UHN Division of Orthopaedic Surgery, University of Toronto, Toronto, ON, Canada.
Ann Jt. 2025 Jul 15;10:26. doi: 10.21037/aoj-24-69. eCollection 2025.
The microfracture procedure, introduced in 1994 by Dr. Steadman, involves creating small perforations in the subchondral bone plate to stimulate cartilage regeneration through fibrocartilage formation. Early studies demonstrated its efficacy in improving patient-reported outcomes for small osteochondral defects, particularly in young, active patients. However, its popularity has declined due to poor long-term outcomes and limited indications. Emerging alternatives, such as autologous chondrocyte implantation (ACI) and osteochondral allograft/autograft transplantation (OAT), show superior long-term results. Antegrade procedures like microfracture and drilling aim to release marrow elements to facilitate cartilage repair, but evidence for their efficacy is limited. These techniques can damage subchondral structures, triggering inflammatory and mechanical changes, including subchondral cysts, osteophytes, and reduced bone mineral density. Retrograde drilling, which avoids subchondral plate violation, emerges as a potential solution, promoting revascularization while preserving structural integrity. Despite promising results in subchondral fracture fixation and avascular necrosis, clinical studies are needed to confirm its efficacy for cartilage repair. The key challenge lies in balancing sufficient marrow stimulation with subchondral plate preservation to maintain long-term joint functionality. Future research should focus on understanding the interplay between subchondral plate integrity and cartilage repair durability. Comparative clinical trials are essential to validate retrograde drilling and other evolving techniques as viable alternatives to traditional microfracture and drilling procedures.

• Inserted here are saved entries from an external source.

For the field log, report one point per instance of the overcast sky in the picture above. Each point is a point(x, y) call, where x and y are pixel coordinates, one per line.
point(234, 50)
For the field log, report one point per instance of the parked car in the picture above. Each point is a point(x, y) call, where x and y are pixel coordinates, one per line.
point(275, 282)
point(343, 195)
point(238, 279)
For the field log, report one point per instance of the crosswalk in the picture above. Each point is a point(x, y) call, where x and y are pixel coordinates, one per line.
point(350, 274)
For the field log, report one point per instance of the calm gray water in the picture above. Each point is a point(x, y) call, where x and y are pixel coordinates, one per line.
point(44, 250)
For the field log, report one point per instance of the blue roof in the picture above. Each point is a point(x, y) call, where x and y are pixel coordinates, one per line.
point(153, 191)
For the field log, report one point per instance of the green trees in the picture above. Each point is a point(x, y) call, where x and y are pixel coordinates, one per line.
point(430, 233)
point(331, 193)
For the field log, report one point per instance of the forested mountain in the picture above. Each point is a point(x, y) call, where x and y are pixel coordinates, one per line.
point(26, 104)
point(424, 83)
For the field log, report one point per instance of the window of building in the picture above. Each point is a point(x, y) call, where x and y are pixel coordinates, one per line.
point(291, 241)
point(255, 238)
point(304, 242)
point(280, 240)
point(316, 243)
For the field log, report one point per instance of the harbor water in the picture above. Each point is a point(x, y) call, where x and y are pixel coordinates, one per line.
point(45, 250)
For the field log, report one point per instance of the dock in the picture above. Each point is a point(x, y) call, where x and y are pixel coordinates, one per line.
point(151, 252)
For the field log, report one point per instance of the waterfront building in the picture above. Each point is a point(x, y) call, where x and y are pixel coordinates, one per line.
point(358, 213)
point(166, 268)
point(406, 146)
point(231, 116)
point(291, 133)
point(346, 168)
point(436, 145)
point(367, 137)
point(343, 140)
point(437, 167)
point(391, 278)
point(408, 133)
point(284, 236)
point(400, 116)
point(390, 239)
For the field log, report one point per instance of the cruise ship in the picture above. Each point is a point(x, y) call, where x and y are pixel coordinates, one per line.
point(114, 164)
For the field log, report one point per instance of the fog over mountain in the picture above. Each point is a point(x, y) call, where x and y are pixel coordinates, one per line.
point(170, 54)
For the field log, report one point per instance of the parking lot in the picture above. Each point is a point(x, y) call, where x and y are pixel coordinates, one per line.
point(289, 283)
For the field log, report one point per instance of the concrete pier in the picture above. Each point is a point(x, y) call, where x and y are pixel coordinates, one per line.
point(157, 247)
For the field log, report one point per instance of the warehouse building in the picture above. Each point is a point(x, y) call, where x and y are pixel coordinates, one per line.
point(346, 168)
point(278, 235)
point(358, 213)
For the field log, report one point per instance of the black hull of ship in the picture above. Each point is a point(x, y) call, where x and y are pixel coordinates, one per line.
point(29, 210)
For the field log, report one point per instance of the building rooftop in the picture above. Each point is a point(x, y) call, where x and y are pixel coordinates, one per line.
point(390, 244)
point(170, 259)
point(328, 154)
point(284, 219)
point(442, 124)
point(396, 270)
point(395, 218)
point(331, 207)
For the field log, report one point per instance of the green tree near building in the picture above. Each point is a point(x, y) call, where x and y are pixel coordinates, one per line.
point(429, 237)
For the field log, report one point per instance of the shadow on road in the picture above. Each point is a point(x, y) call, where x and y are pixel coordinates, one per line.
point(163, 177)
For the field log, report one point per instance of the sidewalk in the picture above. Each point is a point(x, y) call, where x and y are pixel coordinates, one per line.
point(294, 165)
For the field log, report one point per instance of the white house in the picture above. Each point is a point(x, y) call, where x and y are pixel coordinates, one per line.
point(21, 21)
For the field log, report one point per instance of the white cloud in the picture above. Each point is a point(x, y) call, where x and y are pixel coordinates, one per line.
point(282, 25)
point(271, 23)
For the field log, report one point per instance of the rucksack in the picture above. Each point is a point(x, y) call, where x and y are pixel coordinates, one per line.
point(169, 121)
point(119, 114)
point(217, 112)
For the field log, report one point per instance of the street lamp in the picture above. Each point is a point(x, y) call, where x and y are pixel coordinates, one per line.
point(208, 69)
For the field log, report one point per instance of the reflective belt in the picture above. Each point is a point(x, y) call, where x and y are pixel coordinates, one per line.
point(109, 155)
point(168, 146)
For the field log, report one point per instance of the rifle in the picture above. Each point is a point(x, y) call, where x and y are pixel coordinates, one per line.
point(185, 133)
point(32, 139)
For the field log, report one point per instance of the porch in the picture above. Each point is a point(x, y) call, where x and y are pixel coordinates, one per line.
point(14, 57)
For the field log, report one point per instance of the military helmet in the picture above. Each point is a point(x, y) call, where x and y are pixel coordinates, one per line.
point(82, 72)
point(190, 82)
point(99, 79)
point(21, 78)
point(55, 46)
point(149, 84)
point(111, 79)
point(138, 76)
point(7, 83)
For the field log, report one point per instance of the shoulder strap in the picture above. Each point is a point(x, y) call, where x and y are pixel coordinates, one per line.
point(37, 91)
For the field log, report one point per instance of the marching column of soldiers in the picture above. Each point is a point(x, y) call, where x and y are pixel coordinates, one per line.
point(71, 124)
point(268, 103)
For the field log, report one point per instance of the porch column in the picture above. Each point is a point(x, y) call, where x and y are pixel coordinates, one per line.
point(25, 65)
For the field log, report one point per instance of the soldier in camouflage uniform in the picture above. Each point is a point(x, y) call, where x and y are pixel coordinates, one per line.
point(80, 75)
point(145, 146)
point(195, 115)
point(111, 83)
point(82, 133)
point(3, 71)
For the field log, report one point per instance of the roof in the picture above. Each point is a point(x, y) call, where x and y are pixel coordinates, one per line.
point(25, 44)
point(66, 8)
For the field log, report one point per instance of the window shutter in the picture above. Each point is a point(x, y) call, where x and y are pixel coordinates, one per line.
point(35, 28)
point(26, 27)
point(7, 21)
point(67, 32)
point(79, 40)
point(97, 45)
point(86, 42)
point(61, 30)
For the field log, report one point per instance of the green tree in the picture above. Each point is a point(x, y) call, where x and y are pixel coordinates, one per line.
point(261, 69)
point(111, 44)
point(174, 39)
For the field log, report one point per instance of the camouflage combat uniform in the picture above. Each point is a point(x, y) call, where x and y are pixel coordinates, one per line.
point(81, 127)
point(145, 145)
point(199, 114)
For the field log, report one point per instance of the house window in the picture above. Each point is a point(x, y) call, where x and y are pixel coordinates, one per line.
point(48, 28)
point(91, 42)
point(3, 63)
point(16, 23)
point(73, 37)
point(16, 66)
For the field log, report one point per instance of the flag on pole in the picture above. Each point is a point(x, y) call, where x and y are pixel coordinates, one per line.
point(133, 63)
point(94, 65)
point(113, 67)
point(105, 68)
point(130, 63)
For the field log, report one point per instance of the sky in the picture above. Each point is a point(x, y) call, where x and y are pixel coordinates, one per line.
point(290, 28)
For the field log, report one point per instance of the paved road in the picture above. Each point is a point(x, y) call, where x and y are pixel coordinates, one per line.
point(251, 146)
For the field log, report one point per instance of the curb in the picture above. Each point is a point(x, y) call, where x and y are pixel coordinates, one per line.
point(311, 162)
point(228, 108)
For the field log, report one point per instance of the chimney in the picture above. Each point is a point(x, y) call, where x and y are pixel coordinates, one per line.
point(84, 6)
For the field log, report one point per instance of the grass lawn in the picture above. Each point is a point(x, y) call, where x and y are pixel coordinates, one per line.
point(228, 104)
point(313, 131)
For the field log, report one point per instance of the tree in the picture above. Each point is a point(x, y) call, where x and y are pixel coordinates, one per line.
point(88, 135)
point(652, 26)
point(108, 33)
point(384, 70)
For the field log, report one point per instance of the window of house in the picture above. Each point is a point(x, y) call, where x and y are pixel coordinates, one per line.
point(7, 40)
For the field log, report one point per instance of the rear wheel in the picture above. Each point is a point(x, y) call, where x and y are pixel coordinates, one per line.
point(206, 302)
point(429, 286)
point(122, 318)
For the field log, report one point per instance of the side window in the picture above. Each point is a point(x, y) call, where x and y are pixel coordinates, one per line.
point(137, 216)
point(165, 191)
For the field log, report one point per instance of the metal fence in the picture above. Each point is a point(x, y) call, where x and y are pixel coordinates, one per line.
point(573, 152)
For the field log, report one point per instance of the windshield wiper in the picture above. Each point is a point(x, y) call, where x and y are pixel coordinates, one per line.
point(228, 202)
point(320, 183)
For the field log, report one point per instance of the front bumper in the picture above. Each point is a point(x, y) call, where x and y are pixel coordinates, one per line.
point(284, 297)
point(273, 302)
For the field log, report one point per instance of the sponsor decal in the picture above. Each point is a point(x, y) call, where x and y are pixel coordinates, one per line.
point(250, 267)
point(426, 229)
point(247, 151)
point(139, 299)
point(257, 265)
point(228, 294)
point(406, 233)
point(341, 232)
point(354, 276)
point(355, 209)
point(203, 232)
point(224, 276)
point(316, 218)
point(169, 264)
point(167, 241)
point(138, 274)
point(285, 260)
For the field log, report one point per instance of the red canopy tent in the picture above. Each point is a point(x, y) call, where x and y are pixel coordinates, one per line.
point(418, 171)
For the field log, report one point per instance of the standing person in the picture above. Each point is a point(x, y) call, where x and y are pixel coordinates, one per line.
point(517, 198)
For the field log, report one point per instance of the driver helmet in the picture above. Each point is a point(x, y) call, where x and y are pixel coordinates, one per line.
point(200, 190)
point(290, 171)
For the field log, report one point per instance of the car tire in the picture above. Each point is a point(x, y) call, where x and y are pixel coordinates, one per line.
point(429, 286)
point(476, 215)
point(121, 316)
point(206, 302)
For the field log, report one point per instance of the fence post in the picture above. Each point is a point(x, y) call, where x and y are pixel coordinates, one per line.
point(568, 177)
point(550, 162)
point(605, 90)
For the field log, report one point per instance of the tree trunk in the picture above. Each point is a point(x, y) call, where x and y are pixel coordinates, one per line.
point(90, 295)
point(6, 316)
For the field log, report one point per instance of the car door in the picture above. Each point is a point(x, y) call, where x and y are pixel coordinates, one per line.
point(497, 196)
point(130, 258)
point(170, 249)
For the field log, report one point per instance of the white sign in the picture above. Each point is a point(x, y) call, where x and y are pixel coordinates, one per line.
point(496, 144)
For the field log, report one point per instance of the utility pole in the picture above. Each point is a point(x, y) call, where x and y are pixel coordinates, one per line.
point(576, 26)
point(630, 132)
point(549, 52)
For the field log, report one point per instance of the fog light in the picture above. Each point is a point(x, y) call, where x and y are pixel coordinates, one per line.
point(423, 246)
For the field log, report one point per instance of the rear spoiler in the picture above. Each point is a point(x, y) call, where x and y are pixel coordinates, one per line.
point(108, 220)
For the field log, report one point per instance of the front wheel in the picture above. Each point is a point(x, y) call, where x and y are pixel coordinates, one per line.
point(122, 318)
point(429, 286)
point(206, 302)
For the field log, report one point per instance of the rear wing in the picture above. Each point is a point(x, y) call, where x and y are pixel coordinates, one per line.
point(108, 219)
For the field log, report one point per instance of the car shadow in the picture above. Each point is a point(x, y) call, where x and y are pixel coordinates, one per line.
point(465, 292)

微骨折手术由斯特德曼医生于1994年引入,该手术通过在软骨下骨板上制造小穿孔,以刺激纤维软骨形成来促进软骨再生。早期研究表明,对于小面积骨软骨损伤,尤其是年轻、活跃的患者,该手术在改善患者报告的预后方面具有疗效。然而,由于长期效果不佳和适应症有限,其受欢迎程度已有所下降。新兴的替代方法,如自体软骨细胞植入(ACI)和骨软骨异体/自体移植(OAT),显示出更好的长期效果。像微骨折和钻孔这样的顺行手术旨在释放骨髓成分以促进软骨修复,但其疗效证据有限。这些技术可能会损伤软骨下结构,引发炎症和力学变化,包括软骨下囊肿、骨赘以及骨矿物质密度降低。逆行钻孔避免了对软骨下骨板的破坏,成为一种潜在的解决方案,在保留结构完整性的同时促进血管再生。尽管在软骨下骨折固定和缺血性坏死方面取得了有前景的结果,但仍需要临床研究来证实其对软骨修复的疗效。关键挑战在于在充分刺激骨髓与保留软骨下骨板之间取得平衡,以维持关节的长期功能。未来的研究应专注于理解软骨下骨板完整性与软骨修复耐久性之间的相互作用。比较临床试验对于验证逆行钻孔和其他不断发展的技术作为传统微骨折和钻孔手术的可行替代方法至关重要。